等到了合适时机,瘀血团也已经松动了,就可以实施手动排瘀了。
和管家把药配好,范靖宇就顺手接了过来,对舒涟道:“让星绿过来煎药。”
很快便有下人小跑着去把星绿叫了过来。她也很是自觉,拿到药便进了煎药间。
由于其他人都在药房的里间,所以陆心瑶到来的时候,贺兰等人也都没注意到她。
没一会,范靖宇来到煎药间门口,对着正忙着煎药的陆心瑶吩咐道:“星绿,一会药煎好后,你就给陆小姐喂药吧。”
陆心瑶点点头。范靖宇也没多说,就急匆匆走了。临走时,他又回头看了看陆心瑶,见到陆心瑶正弯着腰看炉子里的火,火光映照得她的侧脸红红的,很好看。

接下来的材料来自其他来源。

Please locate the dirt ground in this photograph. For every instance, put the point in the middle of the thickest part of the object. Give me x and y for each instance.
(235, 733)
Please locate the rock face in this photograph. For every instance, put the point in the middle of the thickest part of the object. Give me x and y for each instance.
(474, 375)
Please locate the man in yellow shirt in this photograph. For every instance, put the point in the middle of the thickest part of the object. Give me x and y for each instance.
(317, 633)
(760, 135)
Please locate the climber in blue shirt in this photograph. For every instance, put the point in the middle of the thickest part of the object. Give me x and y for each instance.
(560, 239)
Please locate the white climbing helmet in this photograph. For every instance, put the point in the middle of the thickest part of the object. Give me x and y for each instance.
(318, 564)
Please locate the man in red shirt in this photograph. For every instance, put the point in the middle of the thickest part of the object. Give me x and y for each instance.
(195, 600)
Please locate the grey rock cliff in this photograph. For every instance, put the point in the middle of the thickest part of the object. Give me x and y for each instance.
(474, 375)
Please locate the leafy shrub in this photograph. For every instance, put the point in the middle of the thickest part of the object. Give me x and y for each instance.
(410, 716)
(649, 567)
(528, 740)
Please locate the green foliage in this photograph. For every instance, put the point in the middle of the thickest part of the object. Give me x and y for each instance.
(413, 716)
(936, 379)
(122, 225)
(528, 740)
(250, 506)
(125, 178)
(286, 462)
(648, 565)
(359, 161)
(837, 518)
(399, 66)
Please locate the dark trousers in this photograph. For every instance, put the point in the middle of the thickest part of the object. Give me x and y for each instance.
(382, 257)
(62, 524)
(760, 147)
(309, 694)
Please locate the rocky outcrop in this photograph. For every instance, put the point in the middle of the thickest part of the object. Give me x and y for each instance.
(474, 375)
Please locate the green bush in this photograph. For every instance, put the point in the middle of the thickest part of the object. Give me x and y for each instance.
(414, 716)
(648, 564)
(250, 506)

匆匆一瞥,范靖宇便走了。里间的一行人全部到了中厅,当然俞老例外。由于知道陆夫人要处理些事情,他对此没有兴趣,因此他对他们也压根不过问。
他所感兴趣的,便是研究如何救治某个奇难杂症。
因此,药房里就只有三个人,覃漫静静躺着,俞老正静静地给一只小白鼠喂药,陆心瑶则在煎药间静静地看着药罐子,时不时用个铁钳子拨弄一下炉子里的炭火。
一时间,陆心瑶竟觉得整个药房氛围如此舒适安然。
中厅,贺兰和蔡月容神情严肃地并排坐在上首,范靖宇坐在蔡月容身侧,兰香和车夫陈大则跪在中间的地上。
周围还有贺兰和蔡月容带过来的护卫,以及一些伺候的下人。
贺兰问:“陈大,你把那天的事情如实给我道来。”
此前贺兰早已经从范靖宇处了解到此次事件的最知情人便是兰香和陈大,因此她们便直截了当找二人了解清楚事情经过。